Tout ceci, précise encore le communiqué, a conduit l'Ordre, dans sa réunion du 26 août 2016, à « annuler la décision prise le 30 juin dernier à cause de son caractère illégal et de l'inexistence du mécanisme du transfert de l'inscription en tant qu'introduction à l'inscription sur le registre des avocats ».

Le communiqué ajoute qu'il a demandé au Procureur de la République de trouver la procédure légale en vue de suspendre ledit sit-in dans la mesure où la Maison de l'Avocat ne peut rester à la merci de personnes étrangères alors qu'elle contient des documents sensibles et des archives confidentielles de gens de la profession.

En tout état de cause, l'Ordre national des avocats assure, dans son communiqué, qu'il demeure intransigeant dans le sens où il ne se désistera jamais de sa responsabilité en tant que garant de l'organisation de la profession, que l'introduction naturelle et unique à la même profession reste le passage par l'Institut supérieur du Barreau et qu'il n'existe aucun mécanisme légal pour s'inscrire sur le registre des avocats à part celui de l'inscription.

C'est dire qu'il s'agit d'un conflit assez ancien et qui revient, épisodiquement sur la scène chaque fois qu'il y a un groupe de diplômés en droit en provenance d'Algérie
Effectivement, déjà le 19 janvier de cette même année, une cinquantaine de personnes ayant un certificat d'aptitude pour exercer le métier d'avocat en Algérie avaient entamé un sit-in ouvert au siège de l'Ordre national des avocats tunisiens.
Les protestataires réclamaient leur inscription au registre des avocats. « Il s'agit d'une mesure en vigueur depuis 1963, date de la signature d'un accord entre la Tunisie et l'Algérie et qui permet l'inscription d'avocats dans le registre en Tunisie. Cette année, l'ordre a inscrit les fils de grands avocats en Tunisie et il a refusé de le faire pour le reste», avait indiqué Amira Naffati, une des protestataires en sit-in, à l'époque, mais sans citer des exemples ou des cas de noms concrets.

Ainsi, d'un côté, les protestataires sit-inneurs évoquent l'argument de la réciprocité des diplômes et de l'exercice entre les deux pays pour faire valoir leurs droits sans oublier cette décision du 30 juin 2016, prise par l'ancien Bureau de l'Ordre national des avocats.

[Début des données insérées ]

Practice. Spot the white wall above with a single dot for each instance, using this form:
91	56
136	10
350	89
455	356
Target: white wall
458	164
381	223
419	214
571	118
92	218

Et ce, alors que le Bureau actuel dénie même toute valeur au diplôme présenté par les «avocats» en provenance d'Algérie.

En bref, le fossé entre les deux parties est tellement grand qu'il paraît, dans l'état actuel des choses, infranchissable, d'où l'impasse synonyme de véritable drame pour ces citoyens tunisiens qui pourraient être contraints de se tourner vers d'autres perspectives que celle de la profession d'avocat.